Letter to the editor: Consumers pay price for the wind rush

July 22nd, 2016

This Letter to the Editor was published in the Australian Financial Review on 21 July 2016.

The editorial, SA energy madness (July 18), hit the nail on the head. Unfortunately, it is businesses and consumers who are paying the price for the rush into wind power, which is unable to meet baseload power needs.

As national energy market data shows, during last week’s electricity price crisis in SA, the state’s wind turbines were consuming more electricity than they were generating. When South Australian consumers and businesses needed more power to run their furnaces and warm their businesses and homes, the wind farms were not only failing to meet the need – they were making matters worse.

And the green lobby group the Australia Institute knows it. Its foot-stamping letter to the AFR (Batteries beat baseload, July 20) is not only wrong, it confirms the underlying problem: current renewables technology is more expensive, does not do the job and the result is a “complex and difficult” situation.
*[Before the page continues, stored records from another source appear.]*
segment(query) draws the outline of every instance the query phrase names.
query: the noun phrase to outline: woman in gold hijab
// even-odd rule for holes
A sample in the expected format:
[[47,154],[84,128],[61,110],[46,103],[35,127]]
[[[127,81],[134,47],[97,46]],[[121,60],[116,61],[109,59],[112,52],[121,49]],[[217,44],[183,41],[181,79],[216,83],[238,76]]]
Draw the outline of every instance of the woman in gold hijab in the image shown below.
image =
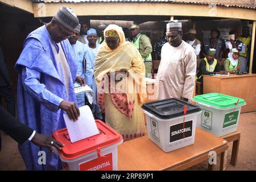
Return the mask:
[[125,42],[121,27],[110,24],[104,36],[94,63],[98,104],[105,113],[106,123],[124,141],[143,136],[141,107],[147,95],[142,58],[132,43]]

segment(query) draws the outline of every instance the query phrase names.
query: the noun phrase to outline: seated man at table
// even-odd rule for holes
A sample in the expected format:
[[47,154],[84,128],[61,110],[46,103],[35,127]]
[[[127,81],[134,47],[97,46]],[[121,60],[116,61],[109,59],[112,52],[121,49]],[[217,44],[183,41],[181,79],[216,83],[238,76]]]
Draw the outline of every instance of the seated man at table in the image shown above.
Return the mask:
[[241,60],[239,59],[239,51],[234,48],[229,53],[228,57],[223,63],[224,69],[229,73],[236,73],[241,69]]
[[199,72],[196,77],[197,81],[203,82],[204,75],[228,74],[227,72],[221,71],[221,67],[214,58],[216,52],[216,49],[209,49],[207,56],[201,60]]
SA businesses who had to pay 100 times the usual price last week would undoubtedly agree on the “disruption” point. But they are unlikely to be convinced by the Australia Institute’s head-in-the-sand assurance that it will all be OK, because batteries will solve the problem. Perhaps new battery technology might help – one day. But it doesn’t now and nobody can say with any certainty when it might.

In the meantime, SA will simply have to suffer with the nation’s consistently highest electricity prices and the nation’s highest power disconnection rate; ie increasing costs for businesses and consumers, and energy poverty.

The only “rescue” option available for the government in last week’s crisis was to desperately urge the reopening of an inactive gas-fired generator.